A normalized M. galloprovincialis library (Nor01) was produced to optimize the discovery rate of the random sequencing process by equilibrating the final representation of abundant and rare transcripts. This library was constructed by pooling equal amounts (333 ng) of cDNA from DiG01, DiG02, GDG01, Hae01, Hae02, Hae03, Hae04, Gll01, MxT04 libraries. This cDNA pool was concentrated by Microcon YM 30 (Millipore) and adjusted to a final concentration of 70 ng/μl. For cDNA normalization, 3 μl (about 200 ng) of purified double-strand cDNA plus 1 μl 4× Hybridization Buffer (200 mM HEPES-HCl, pH 8.0; 2 M NaCl) was overlaid with mineral oil, denatured at 98°C for 2 min and then allowed to anneal at 68°C for 5 h. The following pre-heated reagents were then added to the hybridization reaction kept at 68°C: 3.5 μl milliQ water; 1 μl of 5× DNAse buffer (500 mM Tris-HCl, pH 8.0; 50 mM MgCl2, 10 mM DTT); 0.5 μl double-strand nuclease (DSN) enzyme. After further incubation at 68°C for 30 min., the DSN enzyme was inactivated by adding 10 μl of 5 mM EDTA at 68°C for 10 min. The normalized cDNAs samples were diluted with 20 μl milliQ water and used for PCR amplification. The PCR reaction (50 μl) contained 1 μl diluted cDNA, 1 × Advantage 2 reaction buffer (BD Biosciences Clontech), 200 μM dNTPs, 0.15 μM attB1 and attB2 primers, 1 × Advantage 2 Polymerize mix (BD Biosciences Clontech). The amplification protocol consists of 21 cycles of the following consecutive steps: 7 s at 95°C, 20 s at 65°C and 3 min at 72°C. The amplified normalized cDNA was size-selected on SizeSep 400 Spun Columns (GE Healthcare) and directionally cloned into pDONR221 vector (Invitrogen) through BP recombinase.

DNA sequencing

The systematic sequencing of most recently produced cDNA libraries (DiG01, DiG02, GDG01, Gll01, Hae01, Hae02, Hae03, Hae04, Hae05, MxT04 and Nor01) was performed at the Sequencing Service of Max-Plank Institute for Molecular Genetics (Berlin, Germany). Libraries were arrayed on 384-well plates and single pass DNA sequencing from plasmids was performed by using the vector specific primer attB1_seq (5'-CTTTGTACAAAAAAGCAGGCT-3') and a modified Sanger dideoxy terminator cycle sequencing chemistry, the ABI BigDye kit version 3.1, on Capillary Sequencer systems (Applera ABI 3730 XL and GE Healthcare MegaBase 4500).

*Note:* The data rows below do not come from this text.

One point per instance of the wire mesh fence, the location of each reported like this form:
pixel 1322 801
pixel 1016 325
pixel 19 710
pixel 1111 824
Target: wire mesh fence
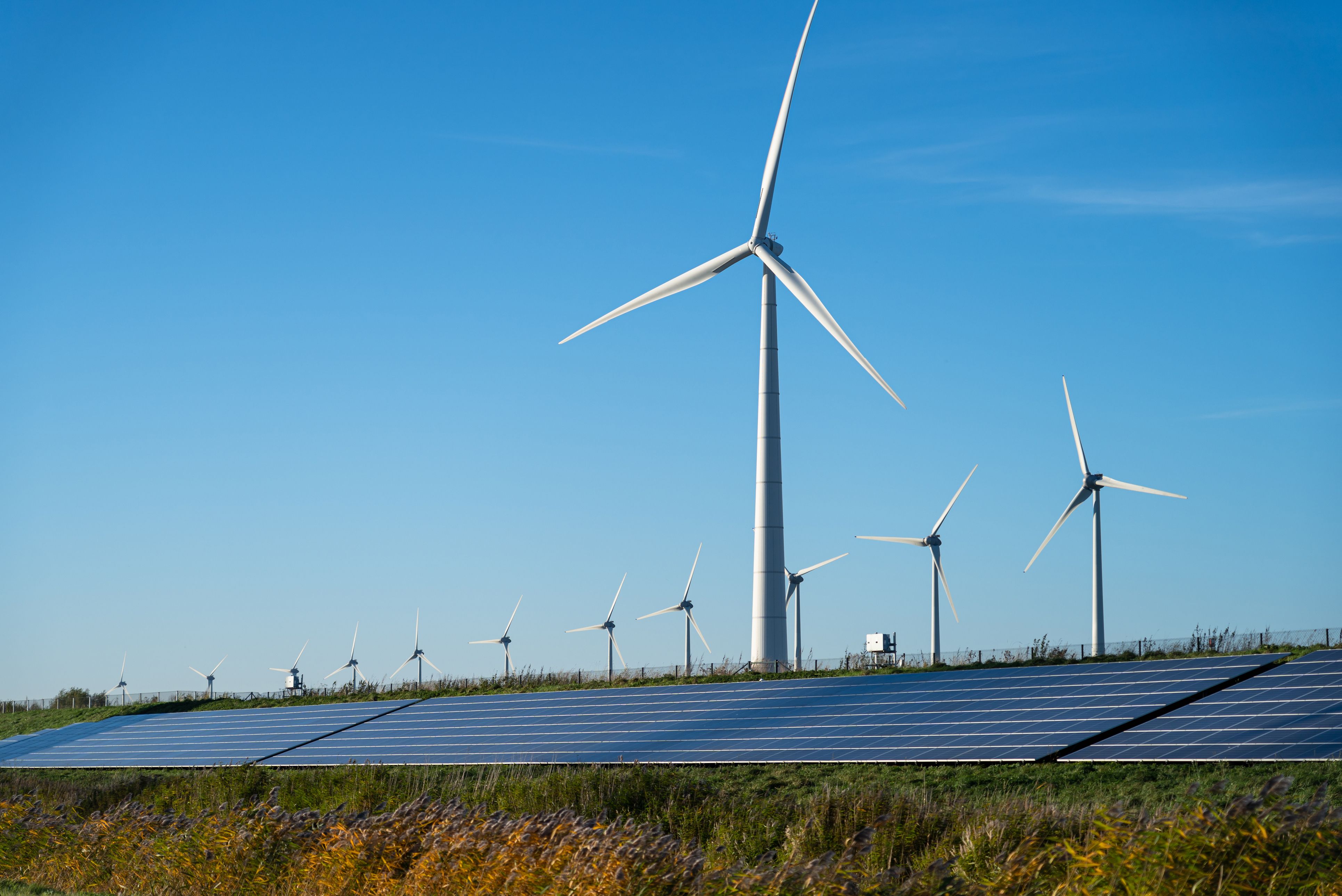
pixel 1042 650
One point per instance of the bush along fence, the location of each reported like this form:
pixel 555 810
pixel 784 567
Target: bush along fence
pixel 1042 650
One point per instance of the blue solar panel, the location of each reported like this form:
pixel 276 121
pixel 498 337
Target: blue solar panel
pixel 1293 712
pixel 227 737
pixel 977 715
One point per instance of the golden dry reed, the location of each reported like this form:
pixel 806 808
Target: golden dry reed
pixel 1258 844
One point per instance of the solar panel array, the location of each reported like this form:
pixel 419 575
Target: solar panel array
pixel 980 715
pixel 1293 712
pixel 164 740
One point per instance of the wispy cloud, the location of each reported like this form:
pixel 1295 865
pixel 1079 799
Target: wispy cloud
pixel 1295 407
pixel 595 149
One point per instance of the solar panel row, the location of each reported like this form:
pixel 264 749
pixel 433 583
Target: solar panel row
pixel 979 715
pixel 1293 712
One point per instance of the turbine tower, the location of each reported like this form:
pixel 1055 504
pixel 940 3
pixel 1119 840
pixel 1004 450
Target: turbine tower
pixel 210 679
pixel 933 544
pixel 795 581
pixel 352 663
pixel 1091 483
pixel 505 640
pixel 611 648
pixel 768 612
pixel 689 615
pixel 293 678
pixel 121 681
pixel 418 655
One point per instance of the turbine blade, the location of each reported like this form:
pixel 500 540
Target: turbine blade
pixel 692 573
pixel 1081 453
pixel 697 630
pixel 1077 502
pixel 936 560
pixel 673 286
pixel 771 165
pixel 617 597
pixel 800 289
pixel 819 565
pixel 617 644
pixel 670 609
pixel 1114 483
pixel 514 615
pixel 943 520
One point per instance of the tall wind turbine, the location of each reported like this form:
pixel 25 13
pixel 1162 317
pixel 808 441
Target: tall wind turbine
pixel 352 663
pixel 418 655
pixel 689 615
pixel 210 679
pixel 795 581
pixel 611 648
pixel 505 640
pixel 121 681
pixel 933 544
pixel 1091 483
pixel 770 619
pixel 293 678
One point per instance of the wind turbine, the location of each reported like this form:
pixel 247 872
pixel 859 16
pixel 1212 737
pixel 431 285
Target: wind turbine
pixel 611 648
pixel 795 588
pixel 352 663
pixel 689 615
pixel 121 681
pixel 505 640
pixel 1091 483
pixel 210 679
pixel 418 655
pixel 770 617
pixel 933 544
pixel 293 678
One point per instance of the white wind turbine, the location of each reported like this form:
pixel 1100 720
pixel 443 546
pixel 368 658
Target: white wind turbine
pixel 1091 483
pixel 770 619
pixel 210 679
pixel 933 544
pixel 418 655
pixel 121 681
pixel 611 648
pixel 293 678
pixel 689 615
pixel 352 663
pixel 795 581
pixel 505 640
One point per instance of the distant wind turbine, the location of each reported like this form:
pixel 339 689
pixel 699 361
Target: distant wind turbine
pixel 210 679
pixel 352 663
pixel 1091 483
pixel 418 655
pixel 689 614
pixel 795 588
pixel 293 678
pixel 611 648
pixel 770 616
pixel 121 681
pixel 505 640
pixel 933 544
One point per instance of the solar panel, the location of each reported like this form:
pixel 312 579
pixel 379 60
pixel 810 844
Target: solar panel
pixel 979 715
pixel 226 737
pixel 1293 712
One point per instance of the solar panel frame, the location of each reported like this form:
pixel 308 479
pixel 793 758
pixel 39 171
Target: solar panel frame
pixel 979 715
pixel 1289 713
pixel 193 740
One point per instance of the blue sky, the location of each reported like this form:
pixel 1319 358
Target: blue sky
pixel 281 290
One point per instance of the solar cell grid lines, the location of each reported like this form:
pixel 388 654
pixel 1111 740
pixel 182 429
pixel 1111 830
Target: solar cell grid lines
pixel 187 740
pixel 1293 712
pixel 982 715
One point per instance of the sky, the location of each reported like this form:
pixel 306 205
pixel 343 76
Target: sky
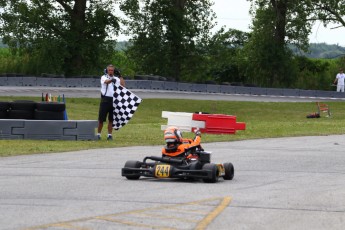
pixel 235 14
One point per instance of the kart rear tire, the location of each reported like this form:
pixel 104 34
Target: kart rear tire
pixel 214 172
pixel 229 171
pixel 133 164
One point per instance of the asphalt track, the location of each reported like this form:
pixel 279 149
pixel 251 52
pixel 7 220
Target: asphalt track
pixel 279 183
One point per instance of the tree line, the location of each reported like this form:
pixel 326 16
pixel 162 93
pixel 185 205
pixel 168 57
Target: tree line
pixel 169 38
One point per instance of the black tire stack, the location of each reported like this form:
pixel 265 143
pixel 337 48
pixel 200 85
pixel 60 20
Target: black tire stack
pixel 50 111
pixel 4 107
pixel 21 109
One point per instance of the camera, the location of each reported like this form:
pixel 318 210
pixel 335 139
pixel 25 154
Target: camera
pixel 117 73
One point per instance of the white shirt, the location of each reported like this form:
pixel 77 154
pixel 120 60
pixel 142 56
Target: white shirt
pixel 108 89
pixel 340 78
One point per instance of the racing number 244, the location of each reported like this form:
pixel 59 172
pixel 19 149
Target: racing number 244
pixel 162 171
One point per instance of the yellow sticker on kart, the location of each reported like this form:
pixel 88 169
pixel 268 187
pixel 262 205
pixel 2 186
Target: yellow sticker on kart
pixel 162 171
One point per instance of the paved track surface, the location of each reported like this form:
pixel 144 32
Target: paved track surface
pixel 285 183
pixel 282 183
pixel 95 93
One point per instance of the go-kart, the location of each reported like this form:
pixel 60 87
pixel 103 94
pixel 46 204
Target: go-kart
pixel 194 163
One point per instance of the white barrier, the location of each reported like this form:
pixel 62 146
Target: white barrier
pixel 184 121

Sequence processing and analysis

Trace2dbest and Partigene [48] were used to process chromatograms, align and clusterize sequences and build an annotation database. Trace2dbest extracts sequences and quality information from traces (Phred algorithm), removes vector contamination and poly(A) and performs the trimming of low quality sequences. Sequences shorter than 150 bp were discarded. Partigene reads all sequence files and performs an assembling process in two step: 1) CLOBB software [49] clusterizes sequences on the basis of BLAST similarity; 2) Phrap [50] makes a consensus from each cluster.

Each consensus, converted into FASTA format, was searched locally in nucleotides database, downloaded from NCBI [51] and UniProtKB sources [52], using Blast-N and Blast-X, respectively. The first 5 High Scoring Pairs from each Blast result were collected and stored in a local PostgreSQL table as a collection of automatic annotations.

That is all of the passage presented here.